J’avais rencontré son auteure, Pauline Desnuelles, lors du 3e Salon des Petits Éditeurs, organisé à la Ferme Sarasin (Grand-Saconnex). Pauline Desnuelles m’a laissé un souvenir à l’image de son recueil : doux, bienveillant, rempli de bonne humeur malgré les virages de la vie. À ses côtés, des bouilles adorables : ses enfants, qui servaient d’impresarios-rabatteurs-agents-publicitaires. Du coup, après avoir bien discuté avec l’une et les autres, je suis repartie avec son livre… et des dessins plein les poches !
Littérature du réel
Ce n’est pas un roman, ni un recueil de nouvelles. C’est un recueil de témoignages, autant de portraits (c’est d’ailleurs le sous-titre de D’ailleurs les gens…, « Portraits ») qui disent des gens différents. Paulines Desnuelles est traductrice : elle travaille avec des ONG et des organisations internationales. Son métier la fait côtoyer des personnes au parcours difficile, arrivées en Suisse au hasard des routes – parfois à cause de la guerre, parfois pour chercher du travail. Certaines ont des papiers, d’autres pas ; certaines ont fait des études, d’autres non. Certaines ont laissé une famille au loin ; certaines l’ont construites ici. Mais toutes veulent vivre, d’une manière résolument belle. Ce sont ces rencontres qui ont fait naître le projet de D’ailleurs, les gens… Ce n’est pas vraiment un livre de témoignages fidèles, mais c’est un livre qui rend hommage à des histoires réelles, racontées lors d’entretiens en différentes langues – en français, en anglais, en espagnol, en portugais et tant d’autres. Des histoires joyeuses ou tristes, intimes ou douloureuses.

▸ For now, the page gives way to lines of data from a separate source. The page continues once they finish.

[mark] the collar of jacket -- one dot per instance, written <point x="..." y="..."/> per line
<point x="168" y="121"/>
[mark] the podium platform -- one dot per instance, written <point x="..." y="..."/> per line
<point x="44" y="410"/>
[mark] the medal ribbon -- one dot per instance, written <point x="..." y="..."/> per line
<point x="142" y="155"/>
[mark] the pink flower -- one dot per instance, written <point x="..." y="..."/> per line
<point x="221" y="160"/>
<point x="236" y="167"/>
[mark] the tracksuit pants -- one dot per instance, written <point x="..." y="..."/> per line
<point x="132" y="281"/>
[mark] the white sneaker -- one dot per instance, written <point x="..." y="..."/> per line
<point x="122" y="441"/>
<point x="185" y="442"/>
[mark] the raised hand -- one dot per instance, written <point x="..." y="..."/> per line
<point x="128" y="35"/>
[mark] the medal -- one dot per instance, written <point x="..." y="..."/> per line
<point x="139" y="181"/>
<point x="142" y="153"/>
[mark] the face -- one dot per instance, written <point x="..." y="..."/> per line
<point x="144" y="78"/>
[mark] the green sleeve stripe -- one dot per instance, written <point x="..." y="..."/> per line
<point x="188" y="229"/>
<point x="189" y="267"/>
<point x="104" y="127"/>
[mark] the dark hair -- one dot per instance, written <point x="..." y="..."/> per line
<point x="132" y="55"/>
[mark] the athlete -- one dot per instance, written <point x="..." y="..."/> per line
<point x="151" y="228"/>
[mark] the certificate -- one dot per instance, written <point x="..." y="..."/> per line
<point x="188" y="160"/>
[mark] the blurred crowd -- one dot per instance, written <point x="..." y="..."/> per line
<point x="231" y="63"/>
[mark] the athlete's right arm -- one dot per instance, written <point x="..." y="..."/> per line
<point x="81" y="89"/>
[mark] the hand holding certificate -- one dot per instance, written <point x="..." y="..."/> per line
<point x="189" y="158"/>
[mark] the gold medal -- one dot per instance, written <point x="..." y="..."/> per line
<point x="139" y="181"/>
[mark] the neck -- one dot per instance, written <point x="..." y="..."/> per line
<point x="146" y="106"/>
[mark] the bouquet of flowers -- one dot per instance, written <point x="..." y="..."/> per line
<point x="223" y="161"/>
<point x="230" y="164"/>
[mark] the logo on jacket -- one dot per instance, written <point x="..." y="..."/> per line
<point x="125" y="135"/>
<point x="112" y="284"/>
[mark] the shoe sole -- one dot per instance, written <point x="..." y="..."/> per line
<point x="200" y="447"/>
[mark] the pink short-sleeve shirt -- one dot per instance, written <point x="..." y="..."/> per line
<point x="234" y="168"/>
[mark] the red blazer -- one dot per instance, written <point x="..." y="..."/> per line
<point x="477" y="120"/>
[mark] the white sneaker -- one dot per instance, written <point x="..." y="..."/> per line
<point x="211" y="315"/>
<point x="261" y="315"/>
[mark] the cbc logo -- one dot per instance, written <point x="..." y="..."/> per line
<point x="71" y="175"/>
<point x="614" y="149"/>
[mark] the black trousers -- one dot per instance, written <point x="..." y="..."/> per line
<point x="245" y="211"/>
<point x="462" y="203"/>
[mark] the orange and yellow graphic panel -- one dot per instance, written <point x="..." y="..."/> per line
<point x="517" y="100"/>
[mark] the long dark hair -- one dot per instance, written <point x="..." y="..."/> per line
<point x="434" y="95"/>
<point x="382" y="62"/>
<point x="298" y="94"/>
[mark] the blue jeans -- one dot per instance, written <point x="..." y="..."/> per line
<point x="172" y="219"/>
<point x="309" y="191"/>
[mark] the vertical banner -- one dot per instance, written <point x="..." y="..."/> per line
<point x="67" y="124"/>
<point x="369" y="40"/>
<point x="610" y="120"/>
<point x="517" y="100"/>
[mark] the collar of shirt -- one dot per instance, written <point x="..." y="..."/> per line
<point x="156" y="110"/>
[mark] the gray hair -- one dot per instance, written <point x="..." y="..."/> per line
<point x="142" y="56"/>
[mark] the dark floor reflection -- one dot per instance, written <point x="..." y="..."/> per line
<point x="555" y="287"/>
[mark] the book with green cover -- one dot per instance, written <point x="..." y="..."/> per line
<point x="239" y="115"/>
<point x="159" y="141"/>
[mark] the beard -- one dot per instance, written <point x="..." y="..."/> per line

« Il m’est arrivé de m’interroger sur la légitimité de ma démarche. L’impression, parfois, de leur voler leur histoire… Mais l’important était de parler d’eux, de leur donner une voix. Tant pis si c’était à travers ma cage thoracique et mon larynx. Faire passer un message. Faire connaître les difficultés auxquelles ils se heurtent. Les problèmes administratifs. Les décalages culturels. Les obstacles linguistiques. L’inimitié primaire. La nostalgie de l’ailleurs. Après mûres réflexions, j’ai opté pour la première personne, sentir battre leur pouls dans mes veines. Parler comme si j’étais eux. L’objet final est une traduction. Mon regard. Mes mots. Un peu de mon imaginaire. La reproduction brute de nos échanges n’aurait pas rendu compte de leur intelligence. La maladresse linguistique, qui guette quiconque s’exprime dans une langue étrangère, nous fait sentir handicapé-e-s, tronqué-e-s d’une partie de nous-mêmes. Manquent la fluidité ou l’assurance que confèrent le mot juste, la tournure idoine et percutante. » (pp. 14-15)
Les uns et les autres
Avec une grande sensibilité et un immense respect, Pauline Desnuelles a entraîné des femmes et des hommes dans son projet. Il y a Edison, 30 ans et un permis B, qui écoute du heavy metal et aimerait reprendre des études, mais qui en attendant, enchaîne les ménages… Ilinka, qui a un master de l’Université de Genève et fait du baby-sitting, qui jongle avec les jobs alimentaires pour ne pas rentrer en Croatie… Seka, à la retraite, qui s’occupe de ses enfants et ses petits-enfants, mais qui est très active au sein de l’Association des mères bosniaques seules et n’hésite pas à aller bousculer les politiciens… Luís, qui a quitté le Pérou et divorce de sa femme suisse, faisant des gardes d’enfants pour subsister… Aïna, qui a un diplôme de géologue de l’University College London mais ne trouve pas de boulot à Genève, qui a un mari qui ne la comprend pas et des souvenirs lointains des îles Fidji… Olivier, qui en coréen s’appelle Hong Soa, a été adopté et ne se sent ni d’ici, ni d’ailleurs, mais aime tellement son enfant… et Diop, Ernesto, Ogi, José, Michou, et tant, et tant d’autres encore…
Le mieux, c’est encore de les lire, des les traiter comme des amis et, en les découvrant dans D’ailleurs, les gens…, de voir un peu le monde différemment. Merci.
Magali Bossi
Références : Paulines Desnuelles, D’ailleurs, les gens… Portraits, Genève, Éditions des Sables, 2016.